2. Chapter 2 #3

The mare paces in the trailer, tossing her head, whites showing around one eye. Not full panic, but not far enough from it to make me comfortable.

I watch it twice.

“Unload if he can do it safely,” I say. “Let her walk, water her, and give her ten minutes before he reroutes.”

Wade nods once, already texting. “That’s what I told him.”

“Then why are we still talking?”

“Because,” he says, pulling another paper from under the first file, “that would be the only fire if Larkspur hadn’t started showing first-stage behavior thirty-six hours ahead of schedule.”

I take the second paper. Larkspur. Valuable, temperamental, and bred on the kind of timing that makes a whole barn feel slow the second something slips.

I glance toward the whiteboard on the wall, every column neat.

Feed, vet check, transport, semen collection, mare watch. One moved part forces another.

This place looks polished from the outside, but the margin is always thinner than it seems. Timing is everything. One delay, one bad decision … and the whole day starts slipping sideways.

I set the transport file down and shrug out of my jacket.

“Call Rhodes and tell him I want him on standby for Larkspur if she progresses before noon. Reroute the Johnson shipment, and tell Travis if that mare comes off the trailer hot again, to wait it out before he moves her. I’d rather lose time than lose sense. ”

Wade’s mouth tilts at one corner. “That almost sounded humane.”

“I’m in an excellent mood. Don’t ruin it.”

He snorts and turns toward the door, then pauses. “There’s one more thing.”

He glances down the hallway. “The new live-in groom showed up early. Cassie stuck her in the front office with coffee and paperwork.”

I pull open the next folder without looking up. “Great.”

Wade stays where he is.

Something in the silence makes me lift my head.

“What?” I ask.

“Nothing,” he says, too neutral to be believed. “You may want to handle this one yourself.”

I don’t move right away. Something in Wade’s tone catches, and I don’t like how quickly my mind supplies her face.

No. There are lots of women in Texas capable of showing up early for ranch paperwork.

I set the folder down with more care than it deserves.

I step out without answering him, already irritated that my pulse has changed pace. I pass the open tack room and the narrow closet where vendor files are kept.

I can hear voices coming from the front office as I approach.

Cassie's leaning one hip against the edge of the desk, coffee in hand, talking too fast as usual.

She glances up when I appear and goes still for a fraction of a second before her expression smooths into something too innocent to be real.

“Morning, boss.”

I barely hear her.

Montana's seated at the small desk by the window, paperwork spread in front of her.

Her hair is pulled back, and she's still wearing the same denim jacket from last night over a plain fitted top that does absolutely nothing to reduce the memory of how she felt under my hands.

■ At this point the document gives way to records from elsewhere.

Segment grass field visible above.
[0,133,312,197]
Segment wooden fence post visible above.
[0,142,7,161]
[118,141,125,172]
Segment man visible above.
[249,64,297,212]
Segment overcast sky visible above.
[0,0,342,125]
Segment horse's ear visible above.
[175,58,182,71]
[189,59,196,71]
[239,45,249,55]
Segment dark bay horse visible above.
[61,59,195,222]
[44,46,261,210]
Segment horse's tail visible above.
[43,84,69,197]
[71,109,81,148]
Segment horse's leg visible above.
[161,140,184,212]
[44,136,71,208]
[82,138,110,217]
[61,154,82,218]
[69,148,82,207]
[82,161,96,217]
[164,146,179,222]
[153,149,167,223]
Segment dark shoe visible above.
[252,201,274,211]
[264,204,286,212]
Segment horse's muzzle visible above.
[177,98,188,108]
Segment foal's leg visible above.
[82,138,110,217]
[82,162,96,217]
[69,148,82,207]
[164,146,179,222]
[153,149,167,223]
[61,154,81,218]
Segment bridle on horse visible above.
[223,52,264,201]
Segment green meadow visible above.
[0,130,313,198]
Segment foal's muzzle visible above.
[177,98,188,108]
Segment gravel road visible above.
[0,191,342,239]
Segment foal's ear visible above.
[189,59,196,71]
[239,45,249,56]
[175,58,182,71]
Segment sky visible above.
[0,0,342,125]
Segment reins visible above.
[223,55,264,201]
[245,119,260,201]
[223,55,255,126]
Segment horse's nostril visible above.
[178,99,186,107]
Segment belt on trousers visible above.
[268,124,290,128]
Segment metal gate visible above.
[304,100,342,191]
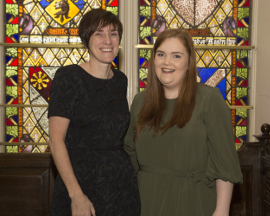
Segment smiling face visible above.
[89,25,119,64]
[154,38,189,98]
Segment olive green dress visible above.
[124,83,242,216]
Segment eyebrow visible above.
[97,28,117,32]
[156,50,184,55]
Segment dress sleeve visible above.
[48,68,76,119]
[204,88,242,185]
[124,96,139,172]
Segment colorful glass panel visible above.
[138,0,250,143]
[5,0,119,153]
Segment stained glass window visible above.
[137,0,251,143]
[5,0,119,153]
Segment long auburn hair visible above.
[135,29,197,138]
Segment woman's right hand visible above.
[71,193,96,216]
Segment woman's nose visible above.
[164,56,170,65]
[104,34,112,44]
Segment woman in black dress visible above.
[49,9,140,216]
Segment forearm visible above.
[213,179,233,216]
[49,140,82,198]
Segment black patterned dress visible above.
[49,65,140,216]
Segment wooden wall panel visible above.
[0,153,56,216]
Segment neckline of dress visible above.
[75,64,116,81]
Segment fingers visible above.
[90,203,96,216]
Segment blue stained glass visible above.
[140,58,145,65]
[241,97,248,104]
[6,96,13,103]
[12,35,19,41]
[244,17,249,24]
[39,0,51,8]
[140,16,145,22]
[12,76,18,83]
[6,56,11,63]
[12,116,18,122]
[75,0,86,9]
[235,115,242,122]
[242,58,248,65]
[6,135,13,140]
[113,57,118,65]
[216,78,226,100]
[197,68,217,83]
[241,136,247,142]
[236,38,243,44]
[6,14,13,21]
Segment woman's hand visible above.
[71,193,96,216]
[212,211,229,216]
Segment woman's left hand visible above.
[212,211,229,216]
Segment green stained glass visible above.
[6,107,18,118]
[237,28,249,40]
[6,126,18,137]
[236,68,248,79]
[140,6,151,18]
[140,27,151,39]
[6,86,18,98]
[237,50,248,59]
[6,4,19,17]
[6,66,18,77]
[236,109,247,118]
[6,47,18,57]
[236,88,247,99]
[235,126,247,137]
[6,146,19,153]
[238,8,249,20]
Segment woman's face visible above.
[88,25,119,64]
[154,38,189,97]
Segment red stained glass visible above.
[6,78,13,86]
[243,0,249,7]
[238,20,245,27]
[237,61,243,68]
[241,119,247,126]
[241,80,247,87]
[11,17,19,24]
[6,36,13,43]
[6,118,13,126]
[110,0,118,7]
[140,80,146,88]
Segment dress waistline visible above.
[139,165,205,183]
[68,146,124,152]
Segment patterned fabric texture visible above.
[49,65,140,216]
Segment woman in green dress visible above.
[125,29,242,216]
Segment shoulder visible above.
[112,68,127,80]
[131,91,145,113]
[132,91,145,103]
[197,83,222,100]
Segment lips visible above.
[161,68,175,73]
[101,48,113,52]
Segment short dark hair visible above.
[79,9,123,49]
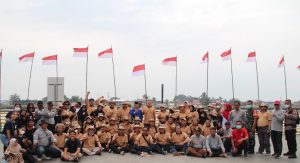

There is no visible startle in her when she looks up, just one clean, direct look.

Then her gaze drops, briefly, to the front of my shirt … the same place she wrinkled in her fists a few hours ago.

When her eyes come back to mine, there is the slightest shift in her expression. Recognition, followed immediately by something that looks alarmingly like amusement.

Cassie, because she was apparently born without self-preservation, says, “You two look like maybe you’ve met.”

I turn to her first. “Out.”

Her brows lift. “Wow. Friendly start.”

“Cassie.”

She pushes off the desk, muttering something under her breath, and slips past me into the hall. I wait until her footsteps fade before closing the door.

The room goes very quiet.

Montana sets down her pen.

I look at the stack of onboarding forms in front of her, then back at her face.

“No,” I say.

One brow lifts. “No what?”

“No chance this is funny.”

That almost-smile appears, the same one that made last night more difficult than necessary. “I don’t know. It’s developing a personality.”

A colder man might have admired the nerve.

I do admire the nerve, which is part of the problem.

“You’re the new groom,” I say, though clearly she is.

“Looks like it.”

I glance at the file on the desk and catch her last name printed neatly across the top.

VEGA, MONTANA.

There it is. Proof, if I needed any, that the universe has a vulgar sense of timing.

I drag a breath in through my nose and feel my control lock into place one piece at a time, because it has to.

When I speak again, my voice is even.

“What happened last night does not leave this room. Do you understand me?”

Her eyes hold mine. Calm and entirely too steady.

“I wasn’t planning to stitch it on a pillow, if that’s what you mean” she says.

Under any other circumstance, that line might have done real damage to my composure.

Now it only hardens something in me, because the reality of it has finally landed in full.

My one-night stand is my new employee, and every muscle in my body locks around the fact a second too late.